Interestingly, when I asked Dolan to give me his three pieces of advice to a new leader,  Several seemed to foreshadow his demise.  His number one piece of advice for the early days on a new job was focus 100% internally.  That  myopic view left Dolan with little insight on what his customers wanted, where the market was going and what his stakeholders were expecting.

The other piece of suspect advice was “get the right people in place as soon as possible.  Not only must they be competent, they must be committed 110% to your agenda”.  Dolan sounds like he wanted a stable of “yes men.”  My own personal leadership experience has been that I’ve been at my best as a leader when I’ve chosen people who were not entirely committed to my agenda and in fact, the team helped form the collective agenda.  They were confident enough to challenge the status quo – including my own- and find unique, innovative, richer, more imaginative solutions that enhanced the integrity and reputation of the organization.  At the same time, this approach made me take a deeper dive at what we were trying to achieve and my own beliefs about what we were doing.   As Jim Collins and Jerry Porras assert in their groundbreaking book Built to Last, ”Companies that mimic the evolution of well-adapted species – those that try a lot of stuff and keep what works- will have better odds of survival in an unpredictable, changing environment; others will likely become extinction.”  Dolan’s insistence on commitment to his agenda – 110%-   led to his own extinction.
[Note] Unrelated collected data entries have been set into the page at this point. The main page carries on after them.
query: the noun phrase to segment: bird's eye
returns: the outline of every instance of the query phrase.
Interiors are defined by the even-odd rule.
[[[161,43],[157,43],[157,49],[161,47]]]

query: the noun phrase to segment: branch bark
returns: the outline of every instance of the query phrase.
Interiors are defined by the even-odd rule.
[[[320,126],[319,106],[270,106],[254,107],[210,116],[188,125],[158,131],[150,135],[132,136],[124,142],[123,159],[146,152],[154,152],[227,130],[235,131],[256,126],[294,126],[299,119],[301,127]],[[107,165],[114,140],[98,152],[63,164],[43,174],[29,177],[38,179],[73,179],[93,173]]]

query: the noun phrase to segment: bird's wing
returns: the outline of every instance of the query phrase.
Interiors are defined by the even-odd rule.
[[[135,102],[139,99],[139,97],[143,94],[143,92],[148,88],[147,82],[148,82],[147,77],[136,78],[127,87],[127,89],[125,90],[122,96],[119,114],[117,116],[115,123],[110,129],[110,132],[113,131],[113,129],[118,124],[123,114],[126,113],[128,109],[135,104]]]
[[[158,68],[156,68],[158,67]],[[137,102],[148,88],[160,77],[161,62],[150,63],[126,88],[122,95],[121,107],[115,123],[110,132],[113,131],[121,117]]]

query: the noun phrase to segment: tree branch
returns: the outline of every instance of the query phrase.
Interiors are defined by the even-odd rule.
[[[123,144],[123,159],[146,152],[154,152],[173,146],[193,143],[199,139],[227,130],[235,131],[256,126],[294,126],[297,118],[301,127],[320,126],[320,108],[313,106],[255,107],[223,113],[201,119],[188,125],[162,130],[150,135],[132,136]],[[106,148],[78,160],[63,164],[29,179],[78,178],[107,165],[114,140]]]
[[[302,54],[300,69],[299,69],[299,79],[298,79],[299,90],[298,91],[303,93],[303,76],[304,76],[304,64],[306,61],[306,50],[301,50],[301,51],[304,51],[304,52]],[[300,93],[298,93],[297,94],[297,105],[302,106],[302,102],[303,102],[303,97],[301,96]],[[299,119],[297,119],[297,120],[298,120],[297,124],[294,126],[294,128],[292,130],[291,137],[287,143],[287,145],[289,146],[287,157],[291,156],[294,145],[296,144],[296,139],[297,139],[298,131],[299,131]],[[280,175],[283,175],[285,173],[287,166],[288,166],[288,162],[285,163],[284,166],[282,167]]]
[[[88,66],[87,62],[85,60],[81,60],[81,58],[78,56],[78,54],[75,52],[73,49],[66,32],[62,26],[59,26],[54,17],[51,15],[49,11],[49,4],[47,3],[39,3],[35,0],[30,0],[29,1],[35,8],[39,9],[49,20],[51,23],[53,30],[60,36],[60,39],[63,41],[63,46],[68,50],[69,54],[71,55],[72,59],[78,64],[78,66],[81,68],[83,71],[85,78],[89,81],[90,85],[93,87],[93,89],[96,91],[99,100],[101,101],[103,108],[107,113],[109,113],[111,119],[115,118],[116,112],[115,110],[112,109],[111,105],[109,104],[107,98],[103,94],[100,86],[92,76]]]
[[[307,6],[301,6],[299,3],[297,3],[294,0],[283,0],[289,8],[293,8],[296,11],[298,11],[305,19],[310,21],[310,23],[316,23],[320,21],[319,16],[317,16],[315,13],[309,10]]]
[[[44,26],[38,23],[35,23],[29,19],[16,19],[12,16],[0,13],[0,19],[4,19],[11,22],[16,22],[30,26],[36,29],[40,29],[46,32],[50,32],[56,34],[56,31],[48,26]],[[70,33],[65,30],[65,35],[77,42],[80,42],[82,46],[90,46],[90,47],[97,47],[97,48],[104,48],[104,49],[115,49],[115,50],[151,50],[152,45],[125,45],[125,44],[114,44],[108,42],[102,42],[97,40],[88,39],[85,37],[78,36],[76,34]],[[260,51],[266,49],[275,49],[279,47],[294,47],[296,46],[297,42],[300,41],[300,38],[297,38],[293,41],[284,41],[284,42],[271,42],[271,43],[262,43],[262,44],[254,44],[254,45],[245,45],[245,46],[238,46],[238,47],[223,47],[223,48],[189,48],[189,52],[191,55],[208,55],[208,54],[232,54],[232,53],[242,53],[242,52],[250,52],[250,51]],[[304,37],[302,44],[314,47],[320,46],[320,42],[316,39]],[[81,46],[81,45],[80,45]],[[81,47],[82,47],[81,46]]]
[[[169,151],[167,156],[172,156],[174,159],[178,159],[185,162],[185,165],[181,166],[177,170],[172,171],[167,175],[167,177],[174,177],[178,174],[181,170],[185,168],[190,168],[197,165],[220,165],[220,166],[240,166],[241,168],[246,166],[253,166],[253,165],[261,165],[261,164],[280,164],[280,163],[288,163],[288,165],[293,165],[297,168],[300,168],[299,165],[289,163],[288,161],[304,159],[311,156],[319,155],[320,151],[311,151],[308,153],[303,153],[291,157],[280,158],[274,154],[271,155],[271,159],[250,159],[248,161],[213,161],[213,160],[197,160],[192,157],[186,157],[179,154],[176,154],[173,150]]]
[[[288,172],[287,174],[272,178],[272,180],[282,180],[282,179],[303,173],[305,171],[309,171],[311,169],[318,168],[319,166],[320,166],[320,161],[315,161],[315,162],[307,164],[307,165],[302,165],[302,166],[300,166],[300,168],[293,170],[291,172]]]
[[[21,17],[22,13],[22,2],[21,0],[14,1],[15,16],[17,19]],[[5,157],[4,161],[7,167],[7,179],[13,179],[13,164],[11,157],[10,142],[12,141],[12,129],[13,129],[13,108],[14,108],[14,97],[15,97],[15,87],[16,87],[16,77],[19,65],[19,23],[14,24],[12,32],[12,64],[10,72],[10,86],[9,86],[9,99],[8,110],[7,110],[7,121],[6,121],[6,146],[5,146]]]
While the DOJ, on the most recent Dolan conundrum did block the sale of the generic Plavix and thus side with Dolan, the damage was done.  Bristol-Myers’ leadership came down on the wrong side of ethics and integrity.  As demonstrated by its stock price and earnings forecasts, the organization’s performance was directly impacted.  Bristol-Myers undoubtedly would have better served by a leader who aligned clear values and ethical execution with dynamic, collective strategy.

Enlightenment arrives when leaders realize no one human being  – even the CEO-  has all the answers  and are  confident the stars on their teams can continuously play the role of challenging the status quo and developing imaginative approaches to an existing “agenda” that meets and exceeds performance expectations while maintaining integrity.